Depois da sua adesão ao PSD e a uma perspectiva anti-comunista, Zita Seabra tornou-se uma 'bête noir' para os comunistas portugueses, quer os ditos ortodoxos, quer os ditos renovadores. Mas foi por sua iniciativa, enquanto deputada do PSD que, na passada quinta-feira, a Assembleia da República prestou uma pequena homenagem a Veiga de Oliveira, com um voto de pesar pela sua morte aprovado por unanimidade.
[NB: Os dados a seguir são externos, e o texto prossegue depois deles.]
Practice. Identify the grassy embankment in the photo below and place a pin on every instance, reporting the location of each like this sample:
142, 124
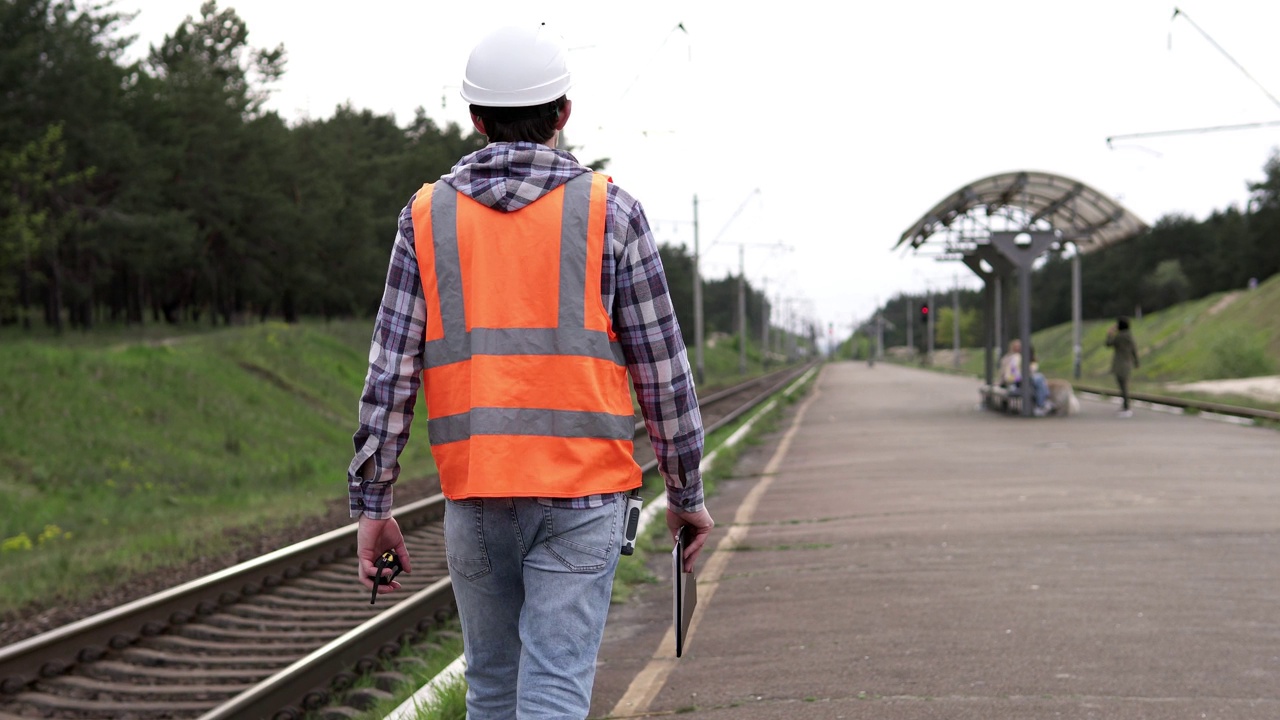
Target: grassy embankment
123, 452
1228, 335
Álvaro Veiga de Oliveira abandonou o ideário comunista, filiou-se no PS e apoiou a candidatura presidencial de Cavaco Silva. Discorde-se, lamente-se, condene-se tais posições políticas. Porém, olhando para toda a vida de Veiga de Oliveira, o que sobressai de mais marcante é sem dúvida o seu corajoso combate na resistência ao fascismo (preso pela PIDE, "durante quinze dias a fio sofreu, sem uma palavra, a tortura do sono enquanto era espancado quase até à morte") e a sua qualificada contribuição para a construção de um regime de liberdade e democracia. E isso fê-lo Veiga de Oliveira enquanto militante comunista. Faz honrosa parte da história e do património do movimento comunista português.
Quinze anos depois do desmoronamento da União Soviética e da pervertida tentativa de construção do socialismo que ali teve lugar, não é admissível que continue a prática estalinista de apagar das fotografias e da história aqueles que a dada altura deixaram de fazer parte do 'partido' - ou mesmo da área comunista. Há ainda que dizer algo sobre as críticas e interrogações que Veiga de Oliveira colocou na fase final da sua militância comunista. Tiveram certamente uma componente de desistência, de abandono de princípios essenciais, de renúncia a um ideal de liberdade igualitária que faz cada vez mais sentido neste mundo actual em que vivemos, marcado por um sério desequilíbrio na luta de classes a favor do grande capital, com crescentes desigualdades e injustiças sociais, guerras e misérias. Mas tiveram também uma componente de coerência e de inteligência face a concepções e práticas erradas que falharam, que mancharam o nome e a credibilidade do ideal comunista. Tais críticas e interrogações deveriam ter recebido uma outra consideração, uma outra atenção, uma outra capacidade de diálogo.
Foi lamentável que nenhum deputado de esquerda tivesse tido a iniciativa de apresentar na Assembleia da República esse pequeno gesto de justiça que foi o voto de pesar pela morte de Álvaro Veiga de Oliveira. Valerá o que vale tal voto, mas é uma forma de reconhecimento, de preservação de memória. E Veiga de Oliveira bem o merece - particularmente no seio da esquerda e entre os comunistas.